Probiotics, Immunity, Stress, and QofL

February 2, 2022 updated by: JeJe Noval, Loma Linda University

The Efficacy of Probiotics on Immune and Stress Response and Overall Quality of Life

The purpose of this graduate student research study is to evaluate the efficacy of a multi-strain probiotic and investigate if sex differences influence the role of probiotics on stress and immunity biomarkers.

Study Overview

Status

Completed

Conditions

Intervention / Treatment

Detailed Description

Visit #1

  • Participants will read and sign informed consent forms, HIPPA form, and SAHP Covid-19 screening form.

  • Participants will perform a baseline oral saliva swab to test for the stress biomarker cortisol and immune markers, including Interleukin-1β (IL-1β) and Tumor Necrosis Factor (TNF).

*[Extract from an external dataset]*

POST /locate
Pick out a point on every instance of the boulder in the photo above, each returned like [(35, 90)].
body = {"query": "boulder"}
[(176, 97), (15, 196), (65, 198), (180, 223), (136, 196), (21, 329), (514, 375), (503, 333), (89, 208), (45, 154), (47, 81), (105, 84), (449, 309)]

    • Swabs will be individually packaged. After opening the package, participants will place the swab under their tongue for 1-2 minutes.
    • After swabbing is complete, the swab will be placed into the collection tube and capped immediately.
    • Completed swabs will be placed and held in a sub negative 70° Fahrenheit freezer.
  • Participants will complete a Quality-of-Life Questionnaire (10-15 minutes).
  • As this study is double blinded, participants will be separated by gender (male and female) and will select a 90-day supply of placebo or probiotic sample at random. For each gender group there will be 50 samples to select from, comprised of a mix of 25 placebo and 25 probiotic bottles.
  • Participants will be instructed to take 1 capsule per day for the following 90 days. If a participant misses a day, they should resume taking 1 capsule per day the next day. The capsule should not be crushed or chewed. The capsule may be taken with or without food per participant preference. The participant should consistently take the probiotic at a similar time each day (example: always take it in the morning or evening) Visit #2
  • Participants will complete the same Quality-of-Life Questionnaire from visit #1
  • Participants will perform a post-study oral saliva swab in the same manner as visit #1

Study Type

Interventional

Enrollment (Actual)

100

Phase

  • Not Applicable

Contacts and Locations

This section provides the contact details for those conducting the study, and information on where this study is being conducted.

Study Locations

  • United States
    • California
      • Loma Linda, California, United States, 92350
        • Loma Linda University

Participation Criteria

Researchers look for people who fit a certain description, called eligibility criteria. Some examples of these criteria are a person's general health condition or prior treatments.

Eligibility Criteria

Ages Eligible for Study

18 years to 90 years (Adult, Older Adult)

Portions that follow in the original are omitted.